L’histoire des débuts du canton de Hull permet de comprendre l’ampleur de l’octroi des terres en Outaouais. Le système des associates alloue des lots de 200 à 100 acres selon certaines conditions d’achat à ceux qui veulent établir et exploiter une grande ferme. Les premiers à obtenir ces privilèges sont les membres de la famille s’associant à Wright. En 1826, les travaux de construction du canal Rideau attirent un très grand nombre d’immigrants irlandais.

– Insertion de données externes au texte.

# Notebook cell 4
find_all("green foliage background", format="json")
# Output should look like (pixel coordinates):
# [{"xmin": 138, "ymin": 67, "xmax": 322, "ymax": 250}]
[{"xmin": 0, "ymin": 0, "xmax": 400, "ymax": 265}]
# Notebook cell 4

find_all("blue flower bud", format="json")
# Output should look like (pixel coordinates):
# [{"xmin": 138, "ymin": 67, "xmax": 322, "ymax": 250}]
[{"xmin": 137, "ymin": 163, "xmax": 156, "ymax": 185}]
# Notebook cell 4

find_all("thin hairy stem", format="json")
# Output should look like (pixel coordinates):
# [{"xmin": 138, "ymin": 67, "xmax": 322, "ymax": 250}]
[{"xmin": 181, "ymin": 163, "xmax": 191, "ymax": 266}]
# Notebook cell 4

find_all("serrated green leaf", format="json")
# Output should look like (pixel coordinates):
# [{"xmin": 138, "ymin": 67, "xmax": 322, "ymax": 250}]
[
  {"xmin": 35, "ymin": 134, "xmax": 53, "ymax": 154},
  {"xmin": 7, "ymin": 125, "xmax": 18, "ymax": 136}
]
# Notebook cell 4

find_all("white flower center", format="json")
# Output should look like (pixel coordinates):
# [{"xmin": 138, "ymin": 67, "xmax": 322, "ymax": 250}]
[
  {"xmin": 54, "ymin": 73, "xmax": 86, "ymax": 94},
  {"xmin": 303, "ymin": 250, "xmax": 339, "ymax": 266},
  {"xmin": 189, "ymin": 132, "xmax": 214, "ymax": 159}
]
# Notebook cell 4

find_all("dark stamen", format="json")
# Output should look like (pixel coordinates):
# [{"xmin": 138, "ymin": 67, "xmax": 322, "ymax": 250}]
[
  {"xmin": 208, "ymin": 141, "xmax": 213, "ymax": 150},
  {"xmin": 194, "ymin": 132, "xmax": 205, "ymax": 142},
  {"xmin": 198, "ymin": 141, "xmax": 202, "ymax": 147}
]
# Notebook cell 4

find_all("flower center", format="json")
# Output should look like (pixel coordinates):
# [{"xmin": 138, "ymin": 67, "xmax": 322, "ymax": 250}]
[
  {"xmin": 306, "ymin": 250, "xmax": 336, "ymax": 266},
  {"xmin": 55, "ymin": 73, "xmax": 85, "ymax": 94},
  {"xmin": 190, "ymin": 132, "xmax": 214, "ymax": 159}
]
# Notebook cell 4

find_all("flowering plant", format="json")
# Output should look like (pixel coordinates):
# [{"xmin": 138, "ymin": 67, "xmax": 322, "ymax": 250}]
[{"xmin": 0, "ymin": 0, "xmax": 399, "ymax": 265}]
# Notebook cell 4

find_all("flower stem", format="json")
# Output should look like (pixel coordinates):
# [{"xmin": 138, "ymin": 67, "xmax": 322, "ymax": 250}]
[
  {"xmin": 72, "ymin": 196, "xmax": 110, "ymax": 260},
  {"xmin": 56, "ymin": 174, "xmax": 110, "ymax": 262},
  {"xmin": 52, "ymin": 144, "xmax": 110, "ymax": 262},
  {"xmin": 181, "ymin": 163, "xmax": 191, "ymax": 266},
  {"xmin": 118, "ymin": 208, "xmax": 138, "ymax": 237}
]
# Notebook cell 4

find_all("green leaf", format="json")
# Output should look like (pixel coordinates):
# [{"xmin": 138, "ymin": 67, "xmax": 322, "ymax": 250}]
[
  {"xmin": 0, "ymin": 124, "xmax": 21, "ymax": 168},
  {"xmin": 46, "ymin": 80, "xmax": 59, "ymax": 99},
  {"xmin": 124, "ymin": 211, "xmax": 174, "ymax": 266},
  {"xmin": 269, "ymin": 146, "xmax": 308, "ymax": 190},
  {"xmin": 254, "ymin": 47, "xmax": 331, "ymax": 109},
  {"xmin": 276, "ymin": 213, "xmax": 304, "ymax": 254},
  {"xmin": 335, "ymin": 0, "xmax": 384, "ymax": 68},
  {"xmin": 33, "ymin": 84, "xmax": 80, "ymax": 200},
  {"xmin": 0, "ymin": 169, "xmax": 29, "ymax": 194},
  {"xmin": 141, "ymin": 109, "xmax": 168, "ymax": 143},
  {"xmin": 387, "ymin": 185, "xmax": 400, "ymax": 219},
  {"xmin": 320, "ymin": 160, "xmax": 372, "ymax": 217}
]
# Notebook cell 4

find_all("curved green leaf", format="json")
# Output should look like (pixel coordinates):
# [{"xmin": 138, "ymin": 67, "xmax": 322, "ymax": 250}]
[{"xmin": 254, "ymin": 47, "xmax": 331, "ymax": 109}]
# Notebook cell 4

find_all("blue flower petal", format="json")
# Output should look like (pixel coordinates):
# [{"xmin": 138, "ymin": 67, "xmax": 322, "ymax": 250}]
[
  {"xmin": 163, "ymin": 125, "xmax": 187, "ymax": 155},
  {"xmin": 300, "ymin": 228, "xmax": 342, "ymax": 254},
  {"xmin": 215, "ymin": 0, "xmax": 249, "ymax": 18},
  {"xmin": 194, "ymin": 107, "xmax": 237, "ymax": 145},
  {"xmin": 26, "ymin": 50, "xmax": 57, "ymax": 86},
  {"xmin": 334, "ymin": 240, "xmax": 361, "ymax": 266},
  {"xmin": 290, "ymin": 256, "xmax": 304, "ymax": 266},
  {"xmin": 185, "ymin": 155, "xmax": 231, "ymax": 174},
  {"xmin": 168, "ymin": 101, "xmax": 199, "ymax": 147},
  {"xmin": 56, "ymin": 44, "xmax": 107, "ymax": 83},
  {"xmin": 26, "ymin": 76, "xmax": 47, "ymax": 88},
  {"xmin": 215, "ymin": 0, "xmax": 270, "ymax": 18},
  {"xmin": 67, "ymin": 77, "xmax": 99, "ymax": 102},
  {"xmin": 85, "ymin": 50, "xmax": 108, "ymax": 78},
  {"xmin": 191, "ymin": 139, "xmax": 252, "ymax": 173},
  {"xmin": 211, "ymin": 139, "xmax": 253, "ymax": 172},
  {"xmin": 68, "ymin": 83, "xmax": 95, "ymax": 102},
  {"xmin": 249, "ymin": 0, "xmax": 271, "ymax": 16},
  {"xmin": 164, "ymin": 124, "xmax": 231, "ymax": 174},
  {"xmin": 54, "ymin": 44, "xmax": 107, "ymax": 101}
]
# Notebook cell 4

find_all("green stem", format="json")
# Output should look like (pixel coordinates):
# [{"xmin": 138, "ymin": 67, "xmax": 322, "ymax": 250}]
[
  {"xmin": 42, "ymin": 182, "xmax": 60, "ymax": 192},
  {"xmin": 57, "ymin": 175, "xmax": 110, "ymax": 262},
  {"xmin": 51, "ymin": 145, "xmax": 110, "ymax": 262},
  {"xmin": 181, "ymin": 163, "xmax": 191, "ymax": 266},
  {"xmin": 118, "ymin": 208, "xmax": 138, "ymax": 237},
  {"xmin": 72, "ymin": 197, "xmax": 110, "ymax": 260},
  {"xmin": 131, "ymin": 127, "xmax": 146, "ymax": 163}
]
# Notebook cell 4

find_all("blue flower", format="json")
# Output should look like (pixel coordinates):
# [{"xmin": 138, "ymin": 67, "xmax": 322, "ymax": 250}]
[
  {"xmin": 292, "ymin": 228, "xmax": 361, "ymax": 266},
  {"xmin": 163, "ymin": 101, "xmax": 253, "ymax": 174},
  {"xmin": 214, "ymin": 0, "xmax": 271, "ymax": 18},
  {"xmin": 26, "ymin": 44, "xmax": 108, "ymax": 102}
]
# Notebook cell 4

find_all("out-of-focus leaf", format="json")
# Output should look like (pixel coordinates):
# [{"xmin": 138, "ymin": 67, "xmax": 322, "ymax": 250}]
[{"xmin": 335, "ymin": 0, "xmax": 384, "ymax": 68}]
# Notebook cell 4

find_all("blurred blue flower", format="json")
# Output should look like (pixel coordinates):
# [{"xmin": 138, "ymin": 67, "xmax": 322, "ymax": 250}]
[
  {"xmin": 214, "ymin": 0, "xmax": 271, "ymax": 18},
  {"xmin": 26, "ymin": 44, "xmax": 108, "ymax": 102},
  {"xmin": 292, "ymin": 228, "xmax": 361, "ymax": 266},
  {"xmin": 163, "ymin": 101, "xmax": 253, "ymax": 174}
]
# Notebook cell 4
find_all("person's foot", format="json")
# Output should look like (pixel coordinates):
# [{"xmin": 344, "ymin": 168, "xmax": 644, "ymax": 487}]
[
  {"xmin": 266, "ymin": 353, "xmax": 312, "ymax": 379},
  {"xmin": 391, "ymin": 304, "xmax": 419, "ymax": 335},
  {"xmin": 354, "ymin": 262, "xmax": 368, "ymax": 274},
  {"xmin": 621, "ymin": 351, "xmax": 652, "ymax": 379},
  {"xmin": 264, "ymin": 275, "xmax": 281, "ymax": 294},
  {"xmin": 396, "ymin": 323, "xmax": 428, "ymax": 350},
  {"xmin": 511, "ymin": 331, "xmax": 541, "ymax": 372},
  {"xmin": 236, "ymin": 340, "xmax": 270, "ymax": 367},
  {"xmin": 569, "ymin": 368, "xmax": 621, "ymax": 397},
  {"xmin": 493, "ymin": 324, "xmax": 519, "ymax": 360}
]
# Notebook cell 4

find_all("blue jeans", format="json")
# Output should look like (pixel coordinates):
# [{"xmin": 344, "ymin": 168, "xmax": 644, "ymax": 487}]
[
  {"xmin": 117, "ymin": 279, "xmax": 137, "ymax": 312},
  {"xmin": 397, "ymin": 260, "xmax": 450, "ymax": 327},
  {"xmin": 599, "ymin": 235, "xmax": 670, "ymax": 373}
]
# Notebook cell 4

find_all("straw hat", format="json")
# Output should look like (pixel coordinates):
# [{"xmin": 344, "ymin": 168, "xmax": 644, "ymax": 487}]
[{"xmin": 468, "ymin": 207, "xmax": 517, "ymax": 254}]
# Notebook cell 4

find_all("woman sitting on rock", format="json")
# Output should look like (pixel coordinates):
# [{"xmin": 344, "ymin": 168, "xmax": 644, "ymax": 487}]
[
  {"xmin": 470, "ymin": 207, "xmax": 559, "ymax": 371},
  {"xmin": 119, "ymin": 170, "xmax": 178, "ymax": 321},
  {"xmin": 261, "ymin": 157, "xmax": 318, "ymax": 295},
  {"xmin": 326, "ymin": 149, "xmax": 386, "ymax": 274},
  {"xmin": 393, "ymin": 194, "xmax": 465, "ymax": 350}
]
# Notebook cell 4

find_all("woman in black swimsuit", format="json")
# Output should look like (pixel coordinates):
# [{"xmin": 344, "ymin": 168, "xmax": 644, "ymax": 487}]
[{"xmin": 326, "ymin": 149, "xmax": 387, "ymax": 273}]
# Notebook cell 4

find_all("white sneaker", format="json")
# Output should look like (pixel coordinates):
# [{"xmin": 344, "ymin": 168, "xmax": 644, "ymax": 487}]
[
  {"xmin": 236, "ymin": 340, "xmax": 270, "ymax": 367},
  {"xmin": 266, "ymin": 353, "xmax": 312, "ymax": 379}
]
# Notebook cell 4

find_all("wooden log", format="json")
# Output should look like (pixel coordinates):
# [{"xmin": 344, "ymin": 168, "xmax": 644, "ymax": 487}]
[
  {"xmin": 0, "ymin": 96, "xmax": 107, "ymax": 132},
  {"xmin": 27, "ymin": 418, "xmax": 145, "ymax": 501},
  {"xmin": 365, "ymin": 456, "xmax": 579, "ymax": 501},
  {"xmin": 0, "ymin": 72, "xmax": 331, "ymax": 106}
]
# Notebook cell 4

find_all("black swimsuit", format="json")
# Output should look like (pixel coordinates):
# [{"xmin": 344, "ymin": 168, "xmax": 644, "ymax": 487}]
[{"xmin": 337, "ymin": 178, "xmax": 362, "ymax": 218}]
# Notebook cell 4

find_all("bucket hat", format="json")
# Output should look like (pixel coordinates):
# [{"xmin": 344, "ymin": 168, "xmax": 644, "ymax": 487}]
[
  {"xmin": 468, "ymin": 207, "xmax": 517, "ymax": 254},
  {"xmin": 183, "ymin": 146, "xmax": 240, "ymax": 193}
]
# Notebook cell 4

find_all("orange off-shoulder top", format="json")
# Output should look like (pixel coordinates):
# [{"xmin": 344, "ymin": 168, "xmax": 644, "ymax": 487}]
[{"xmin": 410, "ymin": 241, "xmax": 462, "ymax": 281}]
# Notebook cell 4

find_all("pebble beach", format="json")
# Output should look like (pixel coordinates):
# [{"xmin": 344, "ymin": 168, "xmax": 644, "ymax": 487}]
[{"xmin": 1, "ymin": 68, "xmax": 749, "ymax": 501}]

Dans le canton de Hull, plusieurs des Irlandais protestants choisissent de démarrer leurs entreprises le long du premier et deuxième rang menant vers le nouveau village d’Aylmer.

En échange des titres de propriété, l’associate doit développer ses terres et en exploiter les ressources naturelles. C’est le moyen de conserver ses droits de propriété et son enregistrement des biens fonciers. Il n’est pas tenu de faire lui-même tous les durs travaux, il peut engager les ouvriers s’il en a les moyens. C’est de ce processus qu’est né le village de Deschênes sur le lot 15 du rang un dans le canton de Hull.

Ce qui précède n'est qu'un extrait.